Hafta sonu Erasta AVM’de düzenlenen Pedalia etkinliğinde stant açarak farkındalık yaratmaya çalıştı. Organizasyona destek vererek daha fazla insana ulaşabilmek adına orada olduklarını belirten M.A.K.S.A.T Arama Kurtarma ve Sosyal Aktivite Topluluğu Kurtarma Başkanı Sevim Dündar, “Biz Antalya merkezli bir arama kurtarma ve sosyal projeler üzerine faaliyet gösteren bir derneğiz. Bizim kuruluş amacımız Türkiye’deki afet süreçlerinden sonra özellikle Manavgat yangını, kayıp, sel vakaları ve ülkemizde bulunan yıkımlı depremlerde hızlı bir şekilde aksiyon alıp, bir vatandaş olarak hızlı bir şekilde yardım elini ulaştırabilmek. Bu konuda eğitim almış STK’de gönüllü bireyler olarak sahada insanlara yardım edebilmek temel hedefimiz. Bu yüzden aslında Antalya’da belki de bir ilki gerçekleştirmeye çalışıyoruz. Çok farklı kesimlerden insanları bir araya toplamaya çalışıyoruz. Bizim içimizde motorcularımız, bisikletçilerimiz, kampçılarımız var. Ev hanımından tutun doktor, hakim, savcı ve hatta kolluk kuvvetine kadar birçok kişi, ‘Maksadımız İyilik’ sloganıyla yola çıkarak derneğimize geliyor. Burada herkes tek bir amaç için beraber, omuz omuza veriyor. Hepsinin ortak gayesi aynı; Türkiye’de olası bir afet durumunda bir araya gelmek” diye konuştu.
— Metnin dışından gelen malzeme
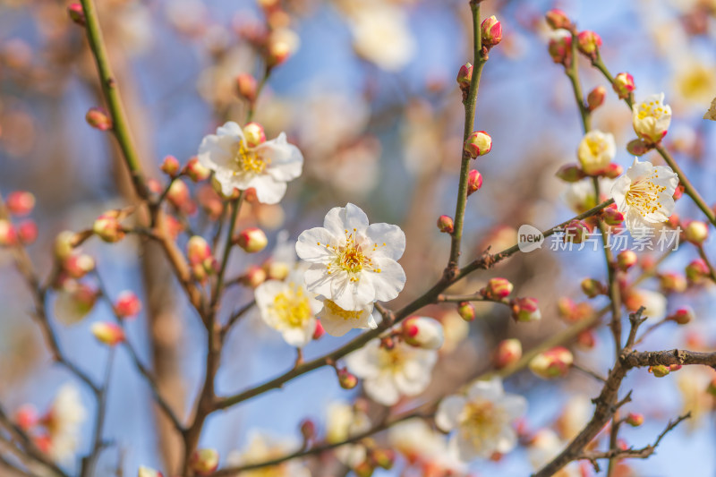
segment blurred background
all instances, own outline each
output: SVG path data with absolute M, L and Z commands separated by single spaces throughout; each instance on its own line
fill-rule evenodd
M 304 173 L 290 183 L 280 205 L 251 204 L 243 210 L 240 222 L 270 232 L 271 249 L 279 231 L 294 239 L 320 225 L 328 209 L 350 201 L 362 207 L 371 222 L 398 224 L 406 233 L 401 263 L 407 285 L 388 303 L 391 308 L 418 296 L 439 277 L 449 239 L 438 232 L 435 221 L 440 214 L 454 213 L 464 121 L 455 78 L 471 56 L 466 1 L 286 0 L 283 14 L 276 18 L 266 18 L 252 0 L 98 4 L 148 175 L 165 181 L 158 170 L 165 156 L 185 162 L 218 124 L 243 121 L 246 106 L 236 95 L 234 79 L 243 72 L 261 74 L 251 38 L 268 22 L 286 30 L 295 51 L 273 72 L 258 101 L 255 121 L 264 125 L 268 138 L 287 133 L 303 152 Z M 0 0 L 0 191 L 35 194 L 33 217 L 39 238 L 30 250 L 42 275 L 49 273 L 57 233 L 86 228 L 104 210 L 132 200 L 113 138 L 90 128 L 84 119 L 90 107 L 102 106 L 101 92 L 82 29 L 68 20 L 67 4 Z M 583 134 L 563 68 L 552 63 L 547 51 L 550 32 L 543 14 L 553 7 L 566 11 L 580 30 L 601 36 L 605 63 L 614 74 L 626 71 L 634 76 L 637 99 L 665 92 L 674 110 L 666 145 L 707 203 L 716 201 L 714 125 L 702 119 L 716 96 L 715 2 L 489 0 L 482 4 L 483 16 L 498 15 L 503 39 L 484 68 L 475 127 L 492 136 L 493 148 L 473 163 L 484 183 L 468 200 L 464 260 L 490 244 L 493 251 L 511 246 L 515 229 L 522 224 L 543 229 L 575 215 L 564 200 L 567 185 L 554 176 L 561 165 L 575 160 Z M 581 61 L 585 92 L 600 84 L 608 87 L 599 72 Z M 633 160 L 626 150 L 635 137 L 631 115 L 608 89 L 592 125 L 615 135 L 616 162 L 626 168 Z M 648 158 L 659 162 L 657 157 Z M 198 186 L 190 187 L 199 205 L 191 220 L 197 227 L 205 226 L 202 217 L 215 204 Z M 701 218 L 688 198 L 678 202 L 677 212 L 684 219 Z M 167 278 L 168 268 L 159 254 L 133 238 L 113 246 L 90 241 L 84 250 L 96 258 L 110 294 L 129 289 L 141 294 L 144 309 L 128 324 L 129 339 L 156 370 L 175 408 L 186 415 L 203 379 L 204 328 Z M 716 257 L 712 239 L 706 251 Z M 265 256 L 269 254 L 267 250 Z M 640 253 L 646 263 L 659 256 Z M 694 247 L 684 245 L 660 269 L 682 273 L 696 257 Z M 234 254 L 229 276 L 260 261 L 249 259 Z M 52 365 L 30 317 L 31 297 L 2 251 L 0 263 L 0 401 L 10 410 L 25 403 L 45 409 L 72 377 Z M 408 409 L 447 394 L 489 369 L 495 344 L 506 337 L 520 338 L 528 349 L 562 329 L 557 301 L 564 296 L 584 301 L 580 280 L 603 280 L 606 270 L 601 251 L 545 248 L 519 254 L 496 270 L 478 272 L 459 290 L 474 292 L 498 275 L 510 279 L 520 296 L 536 297 L 543 319 L 516 325 L 507 311 L 478 303 L 478 319 L 468 326 L 456 319 L 454 308 L 427 309 L 424 314 L 443 320 L 449 346 L 442 351 L 428 391 L 399 406 Z M 644 286 L 658 290 L 659 281 L 646 281 Z M 251 294 L 233 290 L 224 313 Z M 689 288 L 668 298 L 669 311 L 688 302 L 696 319 L 685 327 L 661 327 L 642 349 L 712 351 L 714 287 Z M 593 306 L 603 304 L 596 300 Z M 55 326 L 68 356 L 98 380 L 107 350 L 91 338 L 89 328 L 107 319 L 110 312 L 98 302 L 81 322 Z M 243 389 L 291 367 L 294 350 L 279 334 L 262 327 L 250 316 L 229 336 L 217 379 L 220 394 Z M 323 354 L 357 333 L 325 336 L 309 345 L 305 355 Z M 606 374 L 613 356 L 609 332 L 599 329 L 592 337 L 593 344 L 575 346 L 576 362 Z M 629 469 L 623 475 L 716 474 L 713 401 L 703 393 L 699 372 L 683 370 L 663 379 L 644 370 L 629 375 L 623 388 L 623 392 L 634 389 L 628 409 L 644 413 L 646 423 L 623 430 L 628 445 L 652 442 L 685 406 L 697 417 L 670 433 L 647 461 L 626 463 Z M 93 415 L 91 395 L 78 386 Z M 506 387 L 529 399 L 524 422 L 527 435 L 554 426 L 568 403 L 588 403 L 601 388 L 578 372 L 546 382 L 523 371 Z M 252 430 L 298 439 L 303 419 L 325 428 L 330 403 L 349 402 L 360 394 L 360 389 L 341 389 L 332 370 L 318 370 L 280 391 L 213 414 L 201 446 L 217 448 L 224 457 L 244 447 Z M 91 419 L 84 423 L 81 455 L 90 448 L 91 425 Z M 176 437 L 157 415 L 149 389 L 124 350 L 118 352 L 111 381 L 106 437 L 114 445 L 102 454 L 99 475 L 118 466 L 134 475 L 141 464 L 164 468 L 166 459 L 177 452 Z M 315 475 L 341 474 L 335 466 L 309 464 Z M 70 461 L 67 468 L 76 465 Z M 401 475 L 400 469 L 397 465 L 377 475 Z M 475 475 L 527 475 L 532 467 L 527 453 L 518 448 L 498 462 L 475 462 L 470 470 Z

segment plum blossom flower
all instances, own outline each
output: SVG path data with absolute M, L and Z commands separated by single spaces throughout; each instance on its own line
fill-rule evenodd
M 618 177 L 611 188 L 617 209 L 624 215 L 626 228 L 634 234 L 639 229 L 666 222 L 674 211 L 674 192 L 678 177 L 667 166 L 651 162 L 634 164 Z
M 417 396 L 430 382 L 438 361 L 436 350 L 416 348 L 398 341 L 391 349 L 379 339 L 345 357 L 348 370 L 363 379 L 366 394 L 375 402 L 393 405 L 403 396 Z
M 405 273 L 396 260 L 405 250 L 399 226 L 369 226 L 365 213 L 351 203 L 331 209 L 323 226 L 304 231 L 296 243 L 298 256 L 311 264 L 304 275 L 308 290 L 348 311 L 398 295 Z
M 517 434 L 511 424 L 526 408 L 524 397 L 505 394 L 502 380 L 495 378 L 475 382 L 466 396 L 452 395 L 440 401 L 435 423 L 446 432 L 457 430 L 451 439 L 460 458 L 467 462 L 512 450 Z
M 286 343 L 303 347 L 311 340 L 320 302 L 303 283 L 292 277 L 268 280 L 256 288 L 254 296 L 261 319 L 280 331 Z
M 209 134 L 199 146 L 199 161 L 214 171 L 222 192 L 230 196 L 234 188 L 256 190 L 264 204 L 283 199 L 286 183 L 301 175 L 303 156 L 289 144 L 283 132 L 277 138 L 255 147 L 249 146 L 241 127 L 229 121 Z
M 666 135 L 671 124 L 671 106 L 664 104 L 664 93 L 647 97 L 634 105 L 634 131 L 647 144 L 656 144 Z
M 596 175 L 606 169 L 616 154 L 614 135 L 597 130 L 584 134 L 576 151 L 582 169 L 590 175 Z

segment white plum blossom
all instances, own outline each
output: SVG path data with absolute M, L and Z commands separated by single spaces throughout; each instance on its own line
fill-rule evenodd
M 256 190 L 264 204 L 283 199 L 286 183 L 301 175 L 303 156 L 289 144 L 286 134 L 255 147 L 249 145 L 242 128 L 228 122 L 201 141 L 197 156 L 201 165 L 214 171 L 222 192 L 230 196 L 234 189 Z
M 671 106 L 664 104 L 664 93 L 653 94 L 634 105 L 632 124 L 636 134 L 648 144 L 663 138 L 671 124 Z
M 396 260 L 405 250 L 399 226 L 369 225 L 365 213 L 351 203 L 331 209 L 323 226 L 304 231 L 296 243 L 299 258 L 311 264 L 304 275 L 309 291 L 348 311 L 398 295 L 405 272 Z
M 403 341 L 388 349 L 379 339 L 345 357 L 348 371 L 363 379 L 368 396 L 384 405 L 395 405 L 401 396 L 424 391 L 437 361 L 435 350 L 416 348 Z
M 326 299 L 323 300 L 323 308 L 317 316 L 320 319 L 323 329 L 331 336 L 342 336 L 354 328 L 378 328 L 378 321 L 373 317 L 373 303 L 367 303 L 360 310 L 349 311 Z
M 261 319 L 272 328 L 280 331 L 292 346 L 305 346 L 316 330 L 316 313 L 320 302 L 308 292 L 300 277 L 286 280 L 268 280 L 254 292 Z
M 469 462 L 512 450 L 517 444 L 512 423 L 526 408 L 524 397 L 505 394 L 502 380 L 494 378 L 475 382 L 466 396 L 452 395 L 440 401 L 435 423 L 446 432 L 456 430 L 453 445 L 460 458 Z
M 631 167 L 614 182 L 611 197 L 634 234 L 669 219 L 676 207 L 673 195 L 678 185 L 678 176 L 670 167 L 635 158 Z
M 249 444 L 241 452 L 229 455 L 232 466 L 259 464 L 297 451 L 301 445 L 291 439 L 279 439 L 264 432 L 251 431 Z M 289 460 L 269 467 L 243 471 L 242 477 L 311 477 L 311 471 L 300 460 Z
M 610 132 L 590 131 L 579 142 L 576 155 L 582 169 L 589 175 L 603 171 L 617 154 L 617 144 Z

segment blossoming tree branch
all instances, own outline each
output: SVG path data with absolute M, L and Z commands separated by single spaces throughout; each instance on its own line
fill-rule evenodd
M 421 274 L 431 285 L 413 285 L 406 273 L 405 255 L 411 243 L 424 241 L 412 236 L 408 227 L 371 219 L 356 205 L 360 197 L 323 210 L 322 222 L 303 219 L 301 223 L 310 226 L 294 236 L 289 232 L 267 234 L 259 225 L 255 211 L 294 197 L 291 189 L 300 185 L 311 161 L 290 134 L 268 134 L 268 129 L 255 120 L 261 114 L 264 87 L 296 48 L 295 33 L 286 26 L 290 9 L 277 0 L 259 4 L 265 22 L 249 29 L 243 37 L 253 48 L 258 67 L 234 79 L 234 94 L 243 106 L 241 114 L 217 106 L 216 124 L 196 144 L 195 156 L 183 163 L 166 156 L 157 170 L 142 160 L 132 136 L 137 119 L 126 107 L 124 85 L 113 71 L 112 50 L 100 25 L 100 15 L 108 11 L 98 9 L 94 0 L 67 7 L 63 20 L 86 37 L 97 72 L 93 81 L 101 91 L 98 99 L 104 104 L 90 108 L 86 121 L 118 147 L 117 158 L 128 173 L 131 192 L 125 203 L 104 211 L 93 223 L 57 234 L 51 251 L 30 251 L 41 232 L 28 218 L 35 196 L 26 191 L 4 191 L 2 251 L 30 290 L 31 315 L 52 360 L 70 379 L 44 408 L 36 407 L 33 400 L 17 406 L 0 405 L 0 468 L 24 476 L 107 474 L 100 464 L 103 455 L 132 447 L 132 442 L 115 442 L 107 431 L 110 416 L 122 413 L 108 399 L 118 372 L 118 355 L 128 358 L 149 389 L 157 413 L 168 422 L 168 430 L 160 433 L 162 439 L 179 444 L 178 452 L 163 456 L 162 468 L 150 462 L 128 468 L 119 462 L 114 471 L 117 475 L 303 477 L 342 472 L 370 477 L 383 469 L 395 475 L 467 476 L 491 473 L 483 472 L 483 466 L 524 447 L 534 476 L 584 477 L 602 470 L 617 476 L 626 474 L 629 459 L 646 459 L 657 447 L 667 447 L 674 430 L 692 413 L 654 416 L 652 423 L 661 430 L 653 439 L 627 445 L 623 440 L 625 427 L 642 426 L 645 420 L 644 413 L 629 411 L 632 399 L 649 391 L 646 387 L 629 388 L 625 382 L 629 382 L 627 374 L 655 379 L 685 375 L 689 371 L 682 367 L 687 367 L 701 373 L 698 396 L 716 396 L 716 353 L 705 347 L 672 349 L 677 344 L 654 349 L 644 344 L 659 328 L 683 327 L 695 319 L 686 305 L 668 312 L 664 294 L 669 298 L 702 294 L 716 283 L 704 247 L 716 218 L 714 209 L 665 142 L 672 118 L 665 94 L 637 89 L 628 72 L 613 75 L 602 58 L 601 37 L 580 30 L 564 12 L 549 11 L 543 22 L 550 31 L 545 49 L 567 76 L 560 94 L 574 97 L 578 113 L 575 119 L 582 127 L 581 136 L 571 138 L 575 161 L 554 171 L 567 187 L 563 197 L 574 215 L 561 217 L 550 228 L 530 227 L 529 236 L 511 233 L 504 247 L 467 247 L 473 230 L 466 226 L 473 217 L 471 206 L 486 192 L 481 189 L 487 177 L 475 167 L 489 160 L 493 146 L 490 134 L 480 129 L 491 125 L 478 107 L 481 77 L 490 66 L 490 55 L 499 55 L 503 24 L 495 15 L 482 14 L 481 0 L 463 2 L 464 13 L 469 9 L 472 55 L 457 72 L 456 87 L 449 91 L 464 107 L 461 147 L 457 157 L 450 158 L 456 165 L 450 186 L 455 209 L 437 217 L 437 230 L 446 239 L 440 246 L 447 249 L 447 260 L 437 267 L 422 263 Z M 374 40 L 363 30 L 375 21 L 368 20 L 375 12 L 346 5 L 342 8 L 353 15 L 356 51 L 389 69 L 394 58 L 386 55 L 384 45 L 378 45 L 379 55 L 371 55 L 369 47 L 374 47 Z M 375 8 L 388 8 L 386 18 L 392 21 L 399 12 L 392 10 L 394 6 Z M 186 23 L 189 20 L 184 18 L 182 24 L 191 24 Z M 510 34 L 507 23 L 506 38 Z M 388 21 L 388 27 L 391 25 Z M 361 35 L 369 39 L 358 41 Z M 580 73 L 589 68 L 601 74 L 605 84 L 584 95 Z M 613 132 L 592 127 L 594 112 L 604 107 L 610 94 L 631 112 L 635 137 L 626 144 L 618 143 Z M 713 109 L 712 104 L 704 119 L 716 119 Z M 622 149 L 633 157 L 626 170 L 615 161 Z M 693 217 L 675 213 L 678 200 L 693 202 Z M 242 217 L 247 208 L 257 223 L 244 226 Z M 434 223 L 435 218 L 430 220 Z M 633 243 L 644 247 L 670 233 L 675 233 L 677 243 L 669 243 L 658 260 L 648 263 L 635 250 L 610 246 L 617 237 L 628 235 Z M 534 251 L 535 243 L 539 247 L 548 239 L 557 248 L 568 247 L 574 254 L 570 260 L 582 260 L 585 254 L 578 251 L 592 237 L 603 250 L 601 267 L 585 266 L 590 277 L 580 284 L 585 298 L 577 302 L 562 296 L 556 313 L 543 312 L 541 296 L 526 296 L 519 285 L 501 274 L 500 267 L 508 259 L 531 260 L 551 253 L 542 250 L 527 254 Z M 679 247 L 678 240 L 686 243 Z M 145 307 L 140 296 L 150 294 L 118 291 L 119 285 L 105 271 L 102 260 L 86 251 L 93 243 L 120 247 L 126 243 L 150 245 L 154 248 L 144 250 L 156 251 L 169 264 L 182 302 L 191 309 L 201 330 L 200 336 L 192 336 L 203 341 L 201 378 L 182 405 L 167 391 L 161 371 L 146 362 L 130 332 L 130 323 Z M 698 258 L 684 273 L 662 271 L 662 260 L 685 249 Z M 123 249 L 122 253 L 126 252 Z M 42 261 L 36 253 L 51 255 L 50 266 L 38 265 Z M 426 256 L 436 260 L 428 251 Z M 479 271 L 482 278 L 475 281 Z M 643 286 L 652 279 L 658 281 L 660 292 Z M 237 289 L 243 293 L 235 294 Z M 600 300 L 606 304 L 597 308 L 594 303 Z M 102 306 L 108 310 L 107 319 L 94 320 L 88 328 L 91 336 L 83 336 L 106 348 L 96 360 L 100 364 L 96 372 L 91 366 L 95 363 L 84 362 L 76 350 L 63 343 L 64 334 L 58 330 L 77 327 Z M 517 329 L 536 326 L 548 314 L 558 315 L 567 325 L 533 340 L 524 350 L 516 337 L 490 344 L 485 328 L 478 325 L 487 321 L 485 314 L 505 311 Z M 473 333 L 468 336 L 470 323 Z M 606 373 L 574 353 L 578 346 L 592 348 L 602 328 L 609 335 Z M 217 376 L 232 361 L 227 345 L 232 332 L 258 336 L 267 331 L 293 350 L 286 371 L 231 391 L 218 386 Z M 434 386 L 446 370 L 441 363 L 450 359 L 461 340 L 471 339 L 491 346 L 490 362 L 476 372 L 458 375 L 449 386 Z M 318 340 L 328 351 L 314 353 L 311 346 Z M 158 341 L 152 336 L 150 345 L 160 346 Z M 260 347 L 254 351 L 261 357 L 271 353 Z M 326 414 L 325 429 L 306 418 L 295 435 L 249 433 L 245 447 L 229 455 L 205 445 L 212 432 L 209 422 L 221 421 L 225 411 L 268 393 L 289 406 L 296 396 L 284 386 L 324 368 L 346 399 L 313 410 Z M 533 404 L 513 392 L 510 383 L 510 378 L 516 379 L 525 369 L 553 387 L 567 375 L 581 373 L 598 391 L 567 405 L 558 433 L 547 426 L 531 429 L 527 413 Z M 93 398 L 91 405 L 82 393 Z M 268 421 L 268 416 L 262 417 Z M 90 435 L 83 435 L 86 430 Z M 328 462 L 340 470 L 322 473 Z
Gönüllülük esasına dayanıyor
Dernek olarak birçok sosyal faaliyet gerçekleştirdiklerini, isimlerini duyurmaya çalıştıklarını ifade eden Başkan Sevim Dündar, şöyle konuştu: “Projelerimizle okullarda ve benzeri kamu kurum kuruluşlarında ya da özel yapılarda farkındalık yaratmaya çalışıyoruz. Bugünkü yapılan organizasyonda da amacımız hem bir farkındalık oluşturmaya çalışmak hem de Antalya’da isim bilinirliğimizi, üye sayımızı artırmak. Çünkü yaptığımız iş gönüllülük esasına dayandığı için her durumda birbirimizin ikamesi olabilecek arkadaşlara ihtiyacımız var. 18 yaşını doldurmuş olan bir birey, rüştünü ispat etmiş olan bir birey olduktan sonra kapımız herkese açık. Derneğimizin temel güdüsü şu: Hiçbir şekilde ötekileştirmenin yapılmadığı, yapılmayacağını simgelemeye çalışıyoruz. Birçok olguya dikkat çekmeye çalışıyoruz. Toplumda birçok bireyin ortak düşüncesini ekibimizle birlikte oluşturmaya çalışıyoruz. Zaten toplumun en önemli unsuru eğitimdir. Ben her zaman ekip arkadaşlarıma şunu söylüyorum: ‘Öğrenmenin yaşı yok. En son ölürken de ölmeyi öğreneceğiz. O yüzden birbirinizden ne öğrenebiliyorsanız öğrenin. Hepinizin birer hayat tecrübesi var. Bunları birbirinize aktarın ki daha gelişmiş bir toplum oluşturalım.’ Bizim herkese ihtiyacımız var. Sesimizi duyuracak gazeteciye de ihtiyacımız var. Sağlıkçıya da ihtiyacımız var. Biz hepimiz bir bütün oluyoruz. ‘Sen yoksan biz bir eksiğiz’ sözü işte burada geçerli.”